Quinze ans après sa disparition prématurée, le Palais de Tokyo à Paris lui consacre, jusqu’au 11 mai, sa première rétrospective en France. Riche d’une centaine d’œuvres, dont certaines raretés encore jamais montrées, celle-ci se prolongera, en 2026, par un deuxième volet au Centre d’arts plastiques contemporains (Capc) de Bordeaux, pour continuer d’explorer en profondeur l’héritage de ce personnage complexe et éminemment singulier.

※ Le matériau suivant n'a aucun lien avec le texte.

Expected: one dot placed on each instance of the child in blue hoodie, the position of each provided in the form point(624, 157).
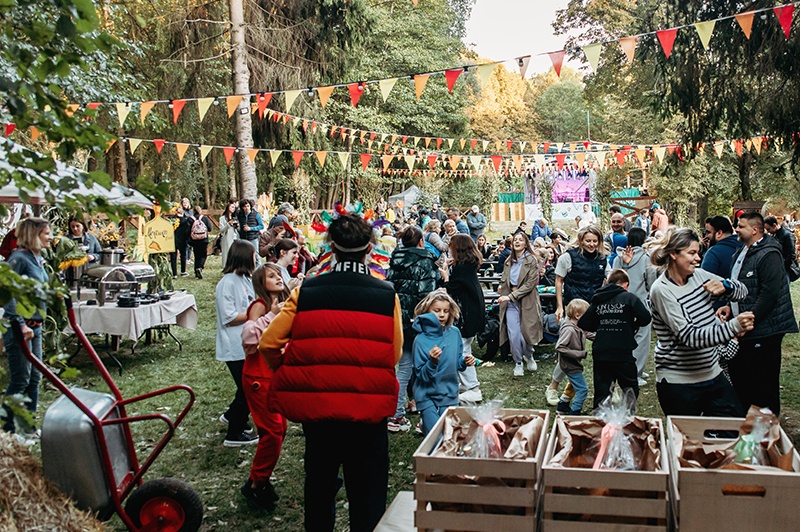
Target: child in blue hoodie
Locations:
point(437, 356)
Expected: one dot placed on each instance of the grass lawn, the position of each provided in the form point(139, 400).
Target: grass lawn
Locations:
point(197, 456)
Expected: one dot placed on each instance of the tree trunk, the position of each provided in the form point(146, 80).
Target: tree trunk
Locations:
point(241, 85)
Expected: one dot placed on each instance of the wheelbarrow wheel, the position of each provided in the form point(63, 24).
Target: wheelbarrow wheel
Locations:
point(165, 505)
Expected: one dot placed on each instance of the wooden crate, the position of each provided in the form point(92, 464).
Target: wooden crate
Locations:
point(706, 499)
point(522, 499)
point(572, 499)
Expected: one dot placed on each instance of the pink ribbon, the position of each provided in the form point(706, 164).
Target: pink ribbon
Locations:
point(605, 439)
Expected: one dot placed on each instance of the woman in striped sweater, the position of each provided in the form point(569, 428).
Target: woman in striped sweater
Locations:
point(688, 374)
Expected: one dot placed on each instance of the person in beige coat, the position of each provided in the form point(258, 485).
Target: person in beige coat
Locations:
point(520, 310)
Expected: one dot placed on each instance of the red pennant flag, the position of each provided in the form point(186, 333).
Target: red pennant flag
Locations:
point(784, 15)
point(667, 39)
point(263, 102)
point(177, 107)
point(356, 90)
point(557, 58)
point(451, 76)
point(496, 160)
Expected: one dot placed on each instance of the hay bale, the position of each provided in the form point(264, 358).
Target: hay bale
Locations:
point(30, 502)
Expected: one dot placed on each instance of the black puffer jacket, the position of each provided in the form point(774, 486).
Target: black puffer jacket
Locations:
point(413, 273)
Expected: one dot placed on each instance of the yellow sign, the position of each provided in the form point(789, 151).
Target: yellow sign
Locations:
point(159, 236)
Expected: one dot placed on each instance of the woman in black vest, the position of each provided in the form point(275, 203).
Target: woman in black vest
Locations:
point(579, 273)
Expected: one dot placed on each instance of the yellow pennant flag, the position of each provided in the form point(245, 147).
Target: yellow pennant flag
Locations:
point(628, 45)
point(202, 106)
point(420, 80)
point(232, 103)
point(484, 73)
point(324, 94)
point(204, 151)
point(145, 109)
point(181, 148)
point(273, 156)
point(122, 112)
point(592, 53)
point(291, 96)
point(704, 31)
point(386, 86)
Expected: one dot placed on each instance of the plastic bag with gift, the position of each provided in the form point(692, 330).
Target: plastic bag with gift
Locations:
point(615, 447)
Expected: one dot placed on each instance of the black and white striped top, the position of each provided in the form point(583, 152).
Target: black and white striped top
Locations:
point(688, 331)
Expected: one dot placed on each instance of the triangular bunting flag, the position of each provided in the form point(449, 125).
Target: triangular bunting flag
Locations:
point(133, 144)
point(667, 39)
point(451, 76)
point(203, 105)
point(232, 103)
point(291, 96)
point(784, 15)
point(592, 53)
point(557, 58)
point(356, 90)
point(228, 151)
point(204, 151)
point(745, 21)
point(181, 148)
point(177, 107)
point(704, 31)
point(628, 45)
point(523, 63)
point(484, 73)
point(122, 113)
point(324, 94)
point(386, 86)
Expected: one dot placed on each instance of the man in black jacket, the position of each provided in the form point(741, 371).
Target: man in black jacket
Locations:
point(615, 315)
point(755, 370)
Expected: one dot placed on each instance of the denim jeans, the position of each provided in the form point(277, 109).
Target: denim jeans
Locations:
point(23, 377)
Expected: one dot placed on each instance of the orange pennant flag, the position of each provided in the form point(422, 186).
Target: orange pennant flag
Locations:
point(233, 103)
point(557, 59)
point(745, 21)
point(628, 45)
point(177, 107)
point(667, 39)
point(420, 80)
point(228, 151)
point(181, 148)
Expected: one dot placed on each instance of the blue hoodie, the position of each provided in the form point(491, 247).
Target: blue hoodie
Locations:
point(436, 382)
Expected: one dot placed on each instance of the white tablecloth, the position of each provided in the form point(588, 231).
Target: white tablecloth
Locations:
point(180, 310)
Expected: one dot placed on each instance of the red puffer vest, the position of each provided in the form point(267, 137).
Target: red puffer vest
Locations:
point(339, 364)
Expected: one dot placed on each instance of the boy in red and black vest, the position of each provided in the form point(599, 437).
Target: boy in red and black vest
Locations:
point(342, 334)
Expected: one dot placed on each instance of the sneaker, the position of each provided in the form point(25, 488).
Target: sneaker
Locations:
point(262, 497)
point(240, 440)
point(551, 395)
point(398, 424)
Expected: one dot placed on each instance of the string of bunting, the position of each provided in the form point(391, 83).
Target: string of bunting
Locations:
point(666, 38)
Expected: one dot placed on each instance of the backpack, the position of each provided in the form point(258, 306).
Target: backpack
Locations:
point(199, 229)
point(430, 247)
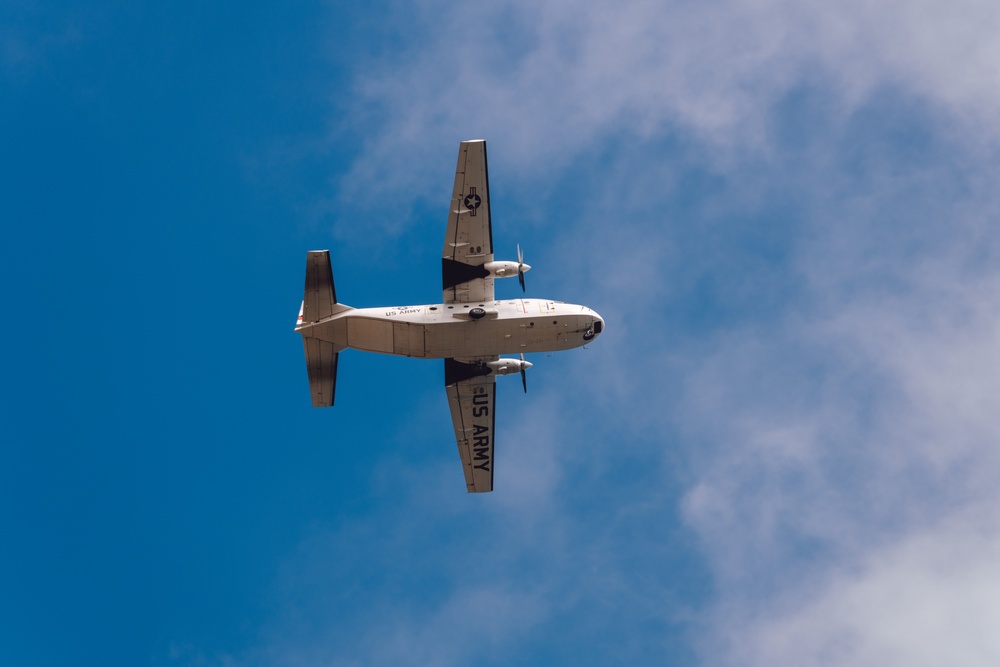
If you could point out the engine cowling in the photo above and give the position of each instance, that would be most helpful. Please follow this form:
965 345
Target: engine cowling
508 366
505 269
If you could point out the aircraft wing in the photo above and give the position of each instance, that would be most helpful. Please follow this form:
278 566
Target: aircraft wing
472 398
468 242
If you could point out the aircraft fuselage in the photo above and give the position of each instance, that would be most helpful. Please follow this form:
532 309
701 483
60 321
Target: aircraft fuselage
461 331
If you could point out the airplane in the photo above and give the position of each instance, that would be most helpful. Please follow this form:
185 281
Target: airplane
470 329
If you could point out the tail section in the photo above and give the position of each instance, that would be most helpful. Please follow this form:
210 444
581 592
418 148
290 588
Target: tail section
321 364
320 303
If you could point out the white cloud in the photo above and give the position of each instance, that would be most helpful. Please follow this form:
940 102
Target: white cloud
550 81
930 599
835 440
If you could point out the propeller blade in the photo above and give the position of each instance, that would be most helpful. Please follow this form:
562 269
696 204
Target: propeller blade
524 375
520 267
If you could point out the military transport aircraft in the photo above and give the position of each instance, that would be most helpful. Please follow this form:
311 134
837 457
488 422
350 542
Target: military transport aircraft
470 330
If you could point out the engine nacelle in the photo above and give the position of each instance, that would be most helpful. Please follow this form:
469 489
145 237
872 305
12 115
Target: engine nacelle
508 366
505 269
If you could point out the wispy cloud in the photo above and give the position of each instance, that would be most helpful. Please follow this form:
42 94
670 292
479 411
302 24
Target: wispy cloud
787 210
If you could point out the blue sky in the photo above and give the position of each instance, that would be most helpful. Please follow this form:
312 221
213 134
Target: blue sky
783 450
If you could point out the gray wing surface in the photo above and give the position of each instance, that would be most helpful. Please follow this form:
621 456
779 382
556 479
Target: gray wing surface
472 399
468 242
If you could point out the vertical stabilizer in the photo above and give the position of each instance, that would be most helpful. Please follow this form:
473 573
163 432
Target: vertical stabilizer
319 303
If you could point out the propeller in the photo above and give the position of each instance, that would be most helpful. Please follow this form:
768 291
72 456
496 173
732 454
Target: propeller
520 272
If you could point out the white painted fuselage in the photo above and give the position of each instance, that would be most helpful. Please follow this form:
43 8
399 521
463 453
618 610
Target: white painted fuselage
460 331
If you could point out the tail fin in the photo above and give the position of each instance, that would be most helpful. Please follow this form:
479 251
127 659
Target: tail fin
320 302
320 293
321 364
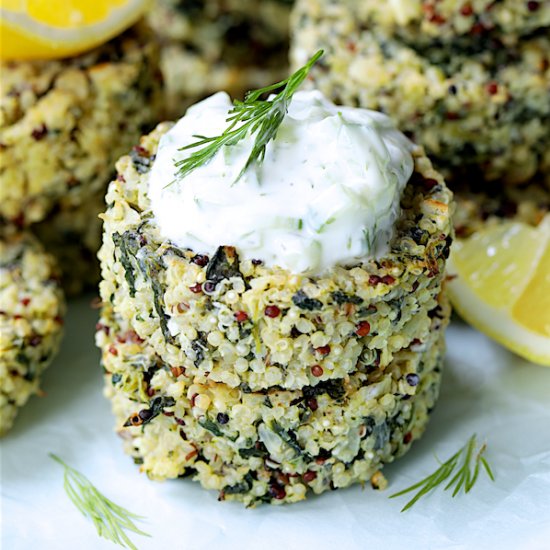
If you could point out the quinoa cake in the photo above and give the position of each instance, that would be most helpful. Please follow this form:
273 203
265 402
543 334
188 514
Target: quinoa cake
479 113
262 381
421 22
494 204
31 311
73 236
210 45
274 445
64 123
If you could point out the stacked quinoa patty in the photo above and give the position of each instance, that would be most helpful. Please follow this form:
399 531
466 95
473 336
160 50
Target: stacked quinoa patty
262 383
63 124
31 310
211 45
469 80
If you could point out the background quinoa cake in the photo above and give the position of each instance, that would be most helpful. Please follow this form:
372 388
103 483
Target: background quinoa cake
481 109
211 45
494 204
421 22
31 311
262 381
62 125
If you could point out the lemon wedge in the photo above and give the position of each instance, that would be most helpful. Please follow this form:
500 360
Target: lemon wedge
502 285
45 29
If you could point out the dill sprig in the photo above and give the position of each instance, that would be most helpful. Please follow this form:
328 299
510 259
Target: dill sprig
111 521
464 477
254 116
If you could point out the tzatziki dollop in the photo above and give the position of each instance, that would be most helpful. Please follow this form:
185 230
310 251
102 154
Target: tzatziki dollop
327 191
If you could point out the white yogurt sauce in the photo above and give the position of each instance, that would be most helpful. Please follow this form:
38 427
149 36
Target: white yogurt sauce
326 193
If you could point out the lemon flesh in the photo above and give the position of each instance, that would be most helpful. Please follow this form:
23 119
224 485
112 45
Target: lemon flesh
502 286
45 29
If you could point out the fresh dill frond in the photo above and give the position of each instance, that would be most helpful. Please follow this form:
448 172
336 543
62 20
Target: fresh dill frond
464 478
111 521
253 115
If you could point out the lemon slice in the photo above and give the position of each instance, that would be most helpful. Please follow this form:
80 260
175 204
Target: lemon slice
45 29
502 286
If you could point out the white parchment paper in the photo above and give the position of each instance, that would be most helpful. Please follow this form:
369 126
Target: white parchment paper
486 390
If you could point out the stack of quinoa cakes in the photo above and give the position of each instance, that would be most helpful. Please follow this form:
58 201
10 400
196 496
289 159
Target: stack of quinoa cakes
63 123
469 80
211 45
263 383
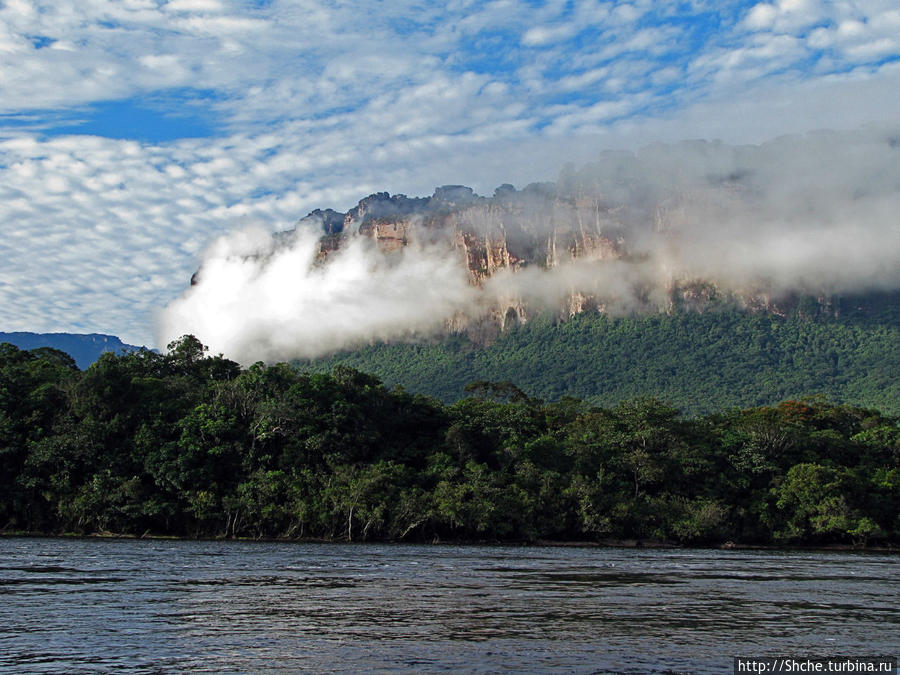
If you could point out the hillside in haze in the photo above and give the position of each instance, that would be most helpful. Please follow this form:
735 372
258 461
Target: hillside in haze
699 362
692 226
85 349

Dès ses débuts, dans le New York des années 1970, Rammellzee se distingue en créant, mais aussi en théorisant sa propre langue. Se décrivant lui-même comme un « soldat gothique », l’artiste fait des mots et des lettres les armes d’une guerre contre les puissant∙es qui nous contrôlent par le langage, en les vidant de leur sens connu pour y injecter de nouvelles significations mystérieuses. En 1979, à l’âge de 19 ans seulement, il adopte le pseudonyme RAMMΣLLZΣΣ et produit son propre manifeste, où il théorise ses deux philosophies : le « Gothic Futurism » et l’« Ikonoklast Panzerism », nés de son obsession d’une part pour l’iconographie et la typographie gothiques, d’autre part pour la science-fiction et l’imagerie d’horreur. « Rammellzee grandit à Far Rockaway, dans le Queens à New York », précise Hugo Vitrani, commissaire de sa rétrospective au Palais de Tokyo. « Il vit à côté des arches du métro aérien, qu’il voit comme des portes vers le futur. » – Et qui deviendront son premier terrain de jeu.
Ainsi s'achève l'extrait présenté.